Street Talk: Should Wives Obey Their Husbands? My Honest Reaction
A reaction to Pearl Davis’s “Street Talk” episode asking Christian women whether they should obey their husbands. The popular “mutual submission” answer is tested against Scripture — Ephesians 5, 1 Peter 3, and the order of Elohim, Messiah, man, and woman.
Pearl Davis took a microphone outside a Dallas megachurch and asked Christian women a simple question: should wives obey their husbands? The answers — almost all of them some version of “yes, but…” — reveal how confused the modern church has become about the home. Reacting clip by clip, this video argues the biblical answer is just yes: not mutual submission between equals, but reverential obedience to a husband who answers to his own Master.
What this video covers
- Why “we submit to each other” and “we’re partners” is lip service, not submission — like a company with two CEOs, an order with no final authority collapses into chaos.
- The order of authority Scripture actually gives — Elohim, then Messiah, then man, then woman (1 Corinthians 11:3) — equal in value, not equal in rank or role.
- A Greek word study of Ephesians 5:33: the soft English “respect” is phobeō, the same reverential fear used of God — closer to reverence and obedience than the modern reading allows.
- Why obedience is not conditional on the husband’s performance: 1 Peter 3 says wives submit even if their husbands are disobedient to the word, just as Sarah obeyed Abraham, calling him lord.
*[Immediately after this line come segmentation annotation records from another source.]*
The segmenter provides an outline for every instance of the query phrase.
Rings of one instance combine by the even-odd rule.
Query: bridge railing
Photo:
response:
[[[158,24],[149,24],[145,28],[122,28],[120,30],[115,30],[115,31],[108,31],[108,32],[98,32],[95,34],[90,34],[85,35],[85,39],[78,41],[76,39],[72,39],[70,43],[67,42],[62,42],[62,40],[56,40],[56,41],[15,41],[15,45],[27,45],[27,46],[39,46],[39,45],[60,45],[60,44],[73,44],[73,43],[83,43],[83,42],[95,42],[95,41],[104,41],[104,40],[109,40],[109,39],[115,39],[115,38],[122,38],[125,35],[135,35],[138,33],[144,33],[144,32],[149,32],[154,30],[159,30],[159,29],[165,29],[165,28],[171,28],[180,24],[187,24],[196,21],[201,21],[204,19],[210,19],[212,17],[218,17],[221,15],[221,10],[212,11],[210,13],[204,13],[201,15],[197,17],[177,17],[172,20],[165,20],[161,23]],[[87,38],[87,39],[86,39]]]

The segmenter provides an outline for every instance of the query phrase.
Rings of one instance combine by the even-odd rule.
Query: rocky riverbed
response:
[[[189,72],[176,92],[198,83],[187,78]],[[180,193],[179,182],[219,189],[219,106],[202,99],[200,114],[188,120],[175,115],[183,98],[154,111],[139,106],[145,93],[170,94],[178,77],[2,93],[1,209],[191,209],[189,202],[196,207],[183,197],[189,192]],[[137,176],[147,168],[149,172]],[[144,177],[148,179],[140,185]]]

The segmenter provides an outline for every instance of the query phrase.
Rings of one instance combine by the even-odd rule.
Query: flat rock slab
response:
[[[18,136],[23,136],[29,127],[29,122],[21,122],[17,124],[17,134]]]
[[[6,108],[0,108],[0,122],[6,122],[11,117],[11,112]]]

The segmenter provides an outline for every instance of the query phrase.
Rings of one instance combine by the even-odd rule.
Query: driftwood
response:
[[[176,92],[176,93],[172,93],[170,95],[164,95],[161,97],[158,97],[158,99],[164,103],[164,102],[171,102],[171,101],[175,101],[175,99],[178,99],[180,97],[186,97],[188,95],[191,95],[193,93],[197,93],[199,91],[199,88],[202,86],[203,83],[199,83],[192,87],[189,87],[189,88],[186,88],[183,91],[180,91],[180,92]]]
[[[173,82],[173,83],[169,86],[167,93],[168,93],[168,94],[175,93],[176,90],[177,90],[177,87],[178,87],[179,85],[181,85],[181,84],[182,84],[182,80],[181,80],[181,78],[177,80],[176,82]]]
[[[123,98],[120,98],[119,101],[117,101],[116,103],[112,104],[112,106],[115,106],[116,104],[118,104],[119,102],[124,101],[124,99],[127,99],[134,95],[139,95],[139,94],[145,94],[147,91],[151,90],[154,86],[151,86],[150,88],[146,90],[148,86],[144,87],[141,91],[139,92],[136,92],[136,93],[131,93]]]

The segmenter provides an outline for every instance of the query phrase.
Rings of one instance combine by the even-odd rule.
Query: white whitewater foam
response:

- The “a woman will naturally follow a man who leads well” claim, answered by Yah’s own two brides (Ezekiel 23; Jeremiah 3 and 31) — the perfect Husband, yet rebellious wives.
- Genesis 3:16 read alongside Genesis 4:7: the wife’s “desire for her husband” parallels sin’s desire that must be ruled over — a bent toward rule, not an instinct to submit.
- How “abuse,” “manipulation,” and “gaslighting” get used as escape hatches, and why a husband must define such terms from Scripture before they can be weighed.
- Why a wife answers to her husband, not her pastor, when the two disagree — and a closing call to men to stop being lukewarm, to study the word, and to wash their wives in it.
Scriptures examined
- Genesis 3:16; Genesis 4:7 — the curse and the desire that seeks to rule
- Ephesians 5:22–24, 33 — wives subject to husbands; the phobeō word study
- Colossians 3:18; Titus 2:4–5 — wives subject to their own husbands
- 1 Peter 3:1–6 — submission even to a disobedient husband; Sarah calling Abraham lord
- 1 Corinthians 11:3, 7–10 — Elohim, Messiah, man, woman
- 1 Corinthians 14:34–35; 1 Timothy 2:11–15 — order grounded in creation, not local context
- John 6:38; 4:34; 5:30; 14:31; Matthew 26:39 — the Son doing the Father’s will as the pattern
Why it matters
If men spoke about obeying Messiah the way these women speak about obeying their husbands — “yes, but only if he leads well” — the church would rightly call it lukewarm. Submission means under the mission: supporting a husband who is himself under Yeshua. The remedy runs both ways — men called to lead and wash their houses in the word, women called to a “yes” without the “but.”